Imaginez, si vous voulez, un trou.
Ce n’est pas un trou dans le sol. Le sol est loin, bien loin en dessous. C’est un trou dans tout ce qu'il y a au-dessus du sol. Deux mille pieds d’acier et de béton, englobant progressivement tout en dessous, séparant entièrement la terre du ciel.
C’est un lieu étrange, si vous veniez à le regarder de l’extérieur. Ses extrémités sont faites de plusieurs miles de lents édifices ; des zones de confinement étroites et sales entourées de barbelés. Ces endroits seraient considérés misérables à la vue des standards du début du XXIe siècle, mais ils sont en réalité assez propres en comparaison des horreurs du début du XXIIe siècle. Du moins, le sont-ils pour l’instant. Les gens là-dedans vivent dans la peur de quand les constructions plus profondes les rattraperont, mais ils essayent de faire au mieux de ce qu’ils possèdent. Ils ne regardent pas beaucoup derrière eux.
Ces lents édifices finissent par monter plus haut, et encore, et encore. Les espaces sont moins nombreux, les bâtiments plus sales. Jusqu’à un point où il ne reste rien d’autre qu’une masse singulière. Ses toits sont recouverts de maisons irrégulières et de tours, construits par des gens désespérés de rester au sommet et de ne pas être absorbés eux-mêmes.
Il n’y a rien en dessous. Ou plutôt, vous ne voyez rien en dessous, alors imaginez-vous que ça n’existe pas. Pas pour vous ; vous voyez seulement une peau grise et malaisante. Mais de temps en temps, vous tombez sur un trou. Des miles et des miles les séparent, ce sont des choses rares, d’habitude carrés ou circulaires.
Et tout autour de ses extrémités, les gens viennent prier.
Imaginez une société humaine sur terre. Toute société telle qu'elle dépende de la domination du fort sur le faible a besoin de vannes de sécurité. Si vous voulez vos riches plantations d'utopies à moitié terminées, vous avez besoin de quelqu'un que vous pouvez exclure sans risque mais tout de même utiliser comme source de labeur. Les Romains lancèrent des campagnes sans fin pour garnir les mines d'hommes au corps capable.

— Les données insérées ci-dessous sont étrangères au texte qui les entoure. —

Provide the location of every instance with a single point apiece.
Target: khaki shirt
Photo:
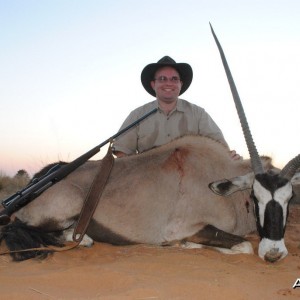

Les Qarmates de l'Arabie médiévale construisirent ce qui semblait être un paradis communiste - si vous ignoriez les milliers et les milliers d'esclaves qui peinaient à fournir les nécessités de la vie. Les Américains transitionnèrent d'une dépendance à un cheptel d'esclaves à une dépendance aux ouvriers migrants, pour qui ils trouvaient constamment des moyens singuliers de les piétiner et de les humilier.
Mais vous savez tout cela déjà. Ce n'est que de l'histoire ancienne. On est en 2110 et la question est pourquoi il a été permis à ce lieu d'exister si longtemps dans un monde dominé par une étroite élite. La réponse est simple : reddition. Les bidonvilles qui abritaient les ouvriers grandirent et grandirent, seulement régulés lorsque cela affectait ceux de l'extérieur. Aussi longtemps qu'un apport régulier d'ouvrier continue d'en émerger pour travailler, ce qui pouvait s'y passer ne leur importait pas plus que ça.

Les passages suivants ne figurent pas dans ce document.